ObjectiveIs a concept of justice what truly separates man from machine? Recent advances in data science have caused many people to reconsider their responses to this question. With expanding digitization of legal data and corpora, alongside rapid developments in natural language processing and machine learning, the prospect arises for automating legal decisions.

Data science technologies have the potential to improve legal decisions by making them more efficient and consistent. The benefits to society from this automation could be significant. On the other hand, there are serious risks that automated systems could replicate or amplify existing legal biases and rigidities.

This course introduces students to the data science tools that are unlocking legal materials for computational and scientific analysis. We begin with the problem of representing laws as data, with a review of techniques for featurizing texts, extracting legal information, and representing documents as vectors. We explore methods for measuring document similarity and clustering documents based on legal topics or other features. Visualization methods include word clouds and t-SNE plots for spatial relations between documents.

We next consider legal prediction problems. Given the evidence and briefs in this case, how will a judge probably decide? How likely is a criminal defendant to commit another crime? How much additional revenue will this new tax law collect? Students will investigate and implement the relevant machine learning tools for making these types of predictions, including regression, classification, and deep neural networks models.

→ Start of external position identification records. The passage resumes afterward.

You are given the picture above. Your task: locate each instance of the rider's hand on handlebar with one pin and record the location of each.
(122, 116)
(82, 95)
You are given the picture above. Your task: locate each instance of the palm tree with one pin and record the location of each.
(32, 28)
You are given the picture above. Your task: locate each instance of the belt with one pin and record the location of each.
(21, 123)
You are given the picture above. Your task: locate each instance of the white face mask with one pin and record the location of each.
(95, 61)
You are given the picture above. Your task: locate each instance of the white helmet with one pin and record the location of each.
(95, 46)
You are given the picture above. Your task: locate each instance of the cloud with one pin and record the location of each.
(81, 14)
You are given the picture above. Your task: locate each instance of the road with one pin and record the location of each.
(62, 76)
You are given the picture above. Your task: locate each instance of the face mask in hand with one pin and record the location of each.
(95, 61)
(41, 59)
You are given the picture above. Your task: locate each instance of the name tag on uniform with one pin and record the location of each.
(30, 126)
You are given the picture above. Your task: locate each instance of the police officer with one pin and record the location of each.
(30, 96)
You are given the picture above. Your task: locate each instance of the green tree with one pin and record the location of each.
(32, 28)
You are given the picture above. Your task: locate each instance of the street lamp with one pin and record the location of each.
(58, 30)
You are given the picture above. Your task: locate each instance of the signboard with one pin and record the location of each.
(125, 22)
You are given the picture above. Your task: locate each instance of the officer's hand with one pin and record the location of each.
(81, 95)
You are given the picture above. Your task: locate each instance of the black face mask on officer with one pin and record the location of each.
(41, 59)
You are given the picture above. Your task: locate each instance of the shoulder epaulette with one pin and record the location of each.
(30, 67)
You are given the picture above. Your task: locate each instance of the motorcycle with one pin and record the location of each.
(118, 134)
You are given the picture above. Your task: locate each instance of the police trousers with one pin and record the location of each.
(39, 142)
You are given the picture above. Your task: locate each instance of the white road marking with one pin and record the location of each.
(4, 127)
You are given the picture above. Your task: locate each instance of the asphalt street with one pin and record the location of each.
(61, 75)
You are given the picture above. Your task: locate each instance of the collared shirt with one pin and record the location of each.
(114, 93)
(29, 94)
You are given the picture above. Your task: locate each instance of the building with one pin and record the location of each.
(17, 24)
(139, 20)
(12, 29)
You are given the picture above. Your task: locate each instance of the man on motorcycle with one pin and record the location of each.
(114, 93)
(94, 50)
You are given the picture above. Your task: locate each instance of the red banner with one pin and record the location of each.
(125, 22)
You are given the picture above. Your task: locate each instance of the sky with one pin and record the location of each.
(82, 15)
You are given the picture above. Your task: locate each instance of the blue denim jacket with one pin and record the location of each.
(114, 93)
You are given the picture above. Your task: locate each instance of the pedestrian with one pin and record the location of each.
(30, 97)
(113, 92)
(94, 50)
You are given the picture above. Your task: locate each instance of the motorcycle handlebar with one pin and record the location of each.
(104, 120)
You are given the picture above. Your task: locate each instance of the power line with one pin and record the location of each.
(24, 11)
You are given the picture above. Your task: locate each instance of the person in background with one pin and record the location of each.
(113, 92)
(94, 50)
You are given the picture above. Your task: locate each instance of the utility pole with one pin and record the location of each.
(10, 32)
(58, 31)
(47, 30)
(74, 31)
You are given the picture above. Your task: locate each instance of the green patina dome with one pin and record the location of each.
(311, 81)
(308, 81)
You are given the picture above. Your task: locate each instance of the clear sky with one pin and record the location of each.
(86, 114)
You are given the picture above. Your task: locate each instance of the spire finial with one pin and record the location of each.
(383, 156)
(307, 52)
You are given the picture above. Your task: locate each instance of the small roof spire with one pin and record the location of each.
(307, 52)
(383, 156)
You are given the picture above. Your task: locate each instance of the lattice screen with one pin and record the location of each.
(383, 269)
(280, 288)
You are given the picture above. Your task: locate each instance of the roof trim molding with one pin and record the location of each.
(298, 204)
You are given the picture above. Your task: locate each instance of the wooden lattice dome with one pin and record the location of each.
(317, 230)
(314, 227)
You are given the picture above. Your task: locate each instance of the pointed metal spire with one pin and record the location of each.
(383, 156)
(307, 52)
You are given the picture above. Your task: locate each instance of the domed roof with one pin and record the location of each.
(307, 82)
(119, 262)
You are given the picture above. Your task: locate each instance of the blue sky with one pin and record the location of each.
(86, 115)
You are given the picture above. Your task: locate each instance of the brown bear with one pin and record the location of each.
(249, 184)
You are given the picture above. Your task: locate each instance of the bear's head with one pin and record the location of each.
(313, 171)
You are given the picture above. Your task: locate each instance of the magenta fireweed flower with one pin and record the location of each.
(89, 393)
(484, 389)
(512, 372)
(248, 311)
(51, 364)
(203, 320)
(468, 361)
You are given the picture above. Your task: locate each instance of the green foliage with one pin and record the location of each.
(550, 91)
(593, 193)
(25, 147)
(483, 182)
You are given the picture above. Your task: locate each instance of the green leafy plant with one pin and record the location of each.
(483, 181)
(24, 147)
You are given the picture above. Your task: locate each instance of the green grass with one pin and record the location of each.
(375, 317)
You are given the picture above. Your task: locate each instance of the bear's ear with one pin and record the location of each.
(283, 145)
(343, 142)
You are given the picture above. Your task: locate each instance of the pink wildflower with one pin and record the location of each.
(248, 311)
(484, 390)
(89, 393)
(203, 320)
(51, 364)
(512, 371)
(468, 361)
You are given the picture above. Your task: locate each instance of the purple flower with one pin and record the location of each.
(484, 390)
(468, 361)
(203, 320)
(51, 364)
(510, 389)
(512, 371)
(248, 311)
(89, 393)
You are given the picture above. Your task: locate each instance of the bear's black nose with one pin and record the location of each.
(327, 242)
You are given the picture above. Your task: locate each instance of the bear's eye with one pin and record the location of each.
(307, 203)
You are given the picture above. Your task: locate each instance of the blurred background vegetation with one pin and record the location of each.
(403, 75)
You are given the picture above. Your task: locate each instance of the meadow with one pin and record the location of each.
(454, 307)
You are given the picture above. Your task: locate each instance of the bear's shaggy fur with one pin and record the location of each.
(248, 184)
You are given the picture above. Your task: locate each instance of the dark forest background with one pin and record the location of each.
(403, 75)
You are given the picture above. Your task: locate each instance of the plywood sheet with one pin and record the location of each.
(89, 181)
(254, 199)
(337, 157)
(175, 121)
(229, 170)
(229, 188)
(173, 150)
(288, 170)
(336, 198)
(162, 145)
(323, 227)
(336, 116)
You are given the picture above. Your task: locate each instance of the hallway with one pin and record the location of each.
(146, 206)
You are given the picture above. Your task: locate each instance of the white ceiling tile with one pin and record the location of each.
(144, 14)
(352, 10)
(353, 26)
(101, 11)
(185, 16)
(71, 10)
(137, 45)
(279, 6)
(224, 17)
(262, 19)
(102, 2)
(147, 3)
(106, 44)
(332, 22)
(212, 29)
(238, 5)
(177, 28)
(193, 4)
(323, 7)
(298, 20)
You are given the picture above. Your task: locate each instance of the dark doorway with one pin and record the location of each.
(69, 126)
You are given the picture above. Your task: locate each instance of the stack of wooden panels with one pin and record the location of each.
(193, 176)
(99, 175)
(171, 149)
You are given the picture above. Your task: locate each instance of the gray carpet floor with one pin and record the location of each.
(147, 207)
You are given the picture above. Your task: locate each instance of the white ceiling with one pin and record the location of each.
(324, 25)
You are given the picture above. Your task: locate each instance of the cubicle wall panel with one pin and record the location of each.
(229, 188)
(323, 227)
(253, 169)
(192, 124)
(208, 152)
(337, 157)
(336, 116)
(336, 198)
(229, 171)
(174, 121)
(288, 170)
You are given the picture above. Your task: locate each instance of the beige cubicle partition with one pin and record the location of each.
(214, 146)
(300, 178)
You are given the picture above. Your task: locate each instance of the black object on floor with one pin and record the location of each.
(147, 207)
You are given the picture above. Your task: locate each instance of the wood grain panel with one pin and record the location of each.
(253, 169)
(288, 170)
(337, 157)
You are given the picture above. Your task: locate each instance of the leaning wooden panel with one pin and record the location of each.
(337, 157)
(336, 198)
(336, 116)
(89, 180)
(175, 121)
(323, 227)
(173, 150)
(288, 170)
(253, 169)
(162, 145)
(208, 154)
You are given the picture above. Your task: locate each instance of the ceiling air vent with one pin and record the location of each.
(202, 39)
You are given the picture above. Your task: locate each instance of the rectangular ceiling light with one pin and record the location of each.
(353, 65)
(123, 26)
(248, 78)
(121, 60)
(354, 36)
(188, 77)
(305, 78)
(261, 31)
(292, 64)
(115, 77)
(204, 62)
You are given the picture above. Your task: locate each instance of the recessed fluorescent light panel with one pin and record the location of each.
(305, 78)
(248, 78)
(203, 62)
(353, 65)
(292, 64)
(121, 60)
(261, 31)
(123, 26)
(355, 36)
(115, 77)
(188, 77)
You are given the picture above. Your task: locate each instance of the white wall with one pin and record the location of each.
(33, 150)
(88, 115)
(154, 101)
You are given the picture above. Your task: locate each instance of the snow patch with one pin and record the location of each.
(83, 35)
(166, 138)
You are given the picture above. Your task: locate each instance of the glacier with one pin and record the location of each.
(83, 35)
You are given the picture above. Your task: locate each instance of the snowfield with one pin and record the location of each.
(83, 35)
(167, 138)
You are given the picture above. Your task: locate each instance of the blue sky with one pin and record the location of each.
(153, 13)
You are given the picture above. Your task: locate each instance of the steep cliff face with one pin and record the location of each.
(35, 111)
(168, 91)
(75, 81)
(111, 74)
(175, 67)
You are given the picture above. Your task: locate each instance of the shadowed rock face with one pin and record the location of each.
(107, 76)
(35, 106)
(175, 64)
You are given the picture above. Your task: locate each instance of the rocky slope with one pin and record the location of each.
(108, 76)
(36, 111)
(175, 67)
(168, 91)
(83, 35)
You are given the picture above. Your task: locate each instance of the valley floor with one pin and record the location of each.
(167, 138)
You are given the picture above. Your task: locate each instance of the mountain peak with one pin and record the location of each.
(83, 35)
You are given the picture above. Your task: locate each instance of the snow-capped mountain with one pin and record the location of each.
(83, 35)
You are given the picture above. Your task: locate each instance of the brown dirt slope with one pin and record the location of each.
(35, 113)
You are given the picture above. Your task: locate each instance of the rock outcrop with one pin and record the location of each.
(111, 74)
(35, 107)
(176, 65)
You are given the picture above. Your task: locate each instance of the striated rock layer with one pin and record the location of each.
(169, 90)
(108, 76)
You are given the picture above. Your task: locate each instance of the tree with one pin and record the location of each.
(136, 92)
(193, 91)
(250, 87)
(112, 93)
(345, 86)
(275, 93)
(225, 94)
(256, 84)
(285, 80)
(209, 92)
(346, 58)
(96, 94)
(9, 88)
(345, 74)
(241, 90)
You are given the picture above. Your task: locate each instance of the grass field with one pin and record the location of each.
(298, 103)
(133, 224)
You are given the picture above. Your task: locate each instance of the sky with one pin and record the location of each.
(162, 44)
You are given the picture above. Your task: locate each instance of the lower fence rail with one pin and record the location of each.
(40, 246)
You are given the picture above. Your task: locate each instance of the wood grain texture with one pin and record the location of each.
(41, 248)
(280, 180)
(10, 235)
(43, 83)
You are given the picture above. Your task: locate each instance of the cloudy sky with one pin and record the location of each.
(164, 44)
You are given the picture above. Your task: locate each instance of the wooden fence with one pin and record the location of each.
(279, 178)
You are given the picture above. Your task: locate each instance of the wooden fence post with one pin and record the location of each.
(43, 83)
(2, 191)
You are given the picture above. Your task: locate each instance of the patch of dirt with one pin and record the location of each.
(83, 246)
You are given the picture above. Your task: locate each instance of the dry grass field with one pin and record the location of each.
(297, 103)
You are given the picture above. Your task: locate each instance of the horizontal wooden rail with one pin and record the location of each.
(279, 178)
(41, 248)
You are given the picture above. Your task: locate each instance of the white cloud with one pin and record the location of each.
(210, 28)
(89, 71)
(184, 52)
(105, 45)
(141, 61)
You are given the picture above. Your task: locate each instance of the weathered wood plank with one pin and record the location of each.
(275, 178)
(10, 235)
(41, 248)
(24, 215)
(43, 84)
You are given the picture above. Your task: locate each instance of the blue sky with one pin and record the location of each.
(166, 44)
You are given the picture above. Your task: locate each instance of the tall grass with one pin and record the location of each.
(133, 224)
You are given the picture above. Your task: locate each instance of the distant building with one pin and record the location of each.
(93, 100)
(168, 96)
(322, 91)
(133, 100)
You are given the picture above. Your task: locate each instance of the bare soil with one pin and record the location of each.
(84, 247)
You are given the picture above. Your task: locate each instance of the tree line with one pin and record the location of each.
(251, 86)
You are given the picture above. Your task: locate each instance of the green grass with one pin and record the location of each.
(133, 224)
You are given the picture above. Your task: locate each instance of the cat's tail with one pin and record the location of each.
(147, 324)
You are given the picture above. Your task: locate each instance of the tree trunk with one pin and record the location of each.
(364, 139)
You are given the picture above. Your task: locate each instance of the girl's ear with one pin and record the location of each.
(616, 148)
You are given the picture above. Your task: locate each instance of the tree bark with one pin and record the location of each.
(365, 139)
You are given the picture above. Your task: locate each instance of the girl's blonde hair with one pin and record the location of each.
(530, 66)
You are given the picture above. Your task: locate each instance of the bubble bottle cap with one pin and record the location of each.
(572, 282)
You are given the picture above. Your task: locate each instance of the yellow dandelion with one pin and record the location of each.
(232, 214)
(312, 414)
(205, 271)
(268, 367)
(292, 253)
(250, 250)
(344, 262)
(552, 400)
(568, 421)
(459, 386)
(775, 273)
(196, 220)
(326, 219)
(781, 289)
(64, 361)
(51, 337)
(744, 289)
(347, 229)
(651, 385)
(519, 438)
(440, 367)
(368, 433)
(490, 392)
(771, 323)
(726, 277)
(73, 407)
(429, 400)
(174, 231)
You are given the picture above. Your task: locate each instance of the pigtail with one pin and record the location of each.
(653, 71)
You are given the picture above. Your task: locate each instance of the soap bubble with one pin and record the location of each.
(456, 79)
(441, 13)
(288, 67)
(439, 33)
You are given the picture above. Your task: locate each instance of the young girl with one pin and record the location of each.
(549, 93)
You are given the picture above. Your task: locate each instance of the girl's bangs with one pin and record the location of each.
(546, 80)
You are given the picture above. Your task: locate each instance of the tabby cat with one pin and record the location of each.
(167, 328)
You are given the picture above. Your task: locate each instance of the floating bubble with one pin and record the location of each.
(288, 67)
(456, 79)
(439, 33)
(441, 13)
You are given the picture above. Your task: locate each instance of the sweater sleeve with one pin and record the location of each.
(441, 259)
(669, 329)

We then use these predictions to better understand the operation of the legal system. Under what conditions do judges tend to make errors? Against which types of defendants do parole boards exhibit bias? Which jurisdictions have the most tax loopholes? In a semester project, student groups will conceive and implement a research design for examining this type of empirical research question.

Some programming experience in Python is required, and some experience with text mining is highly recommended.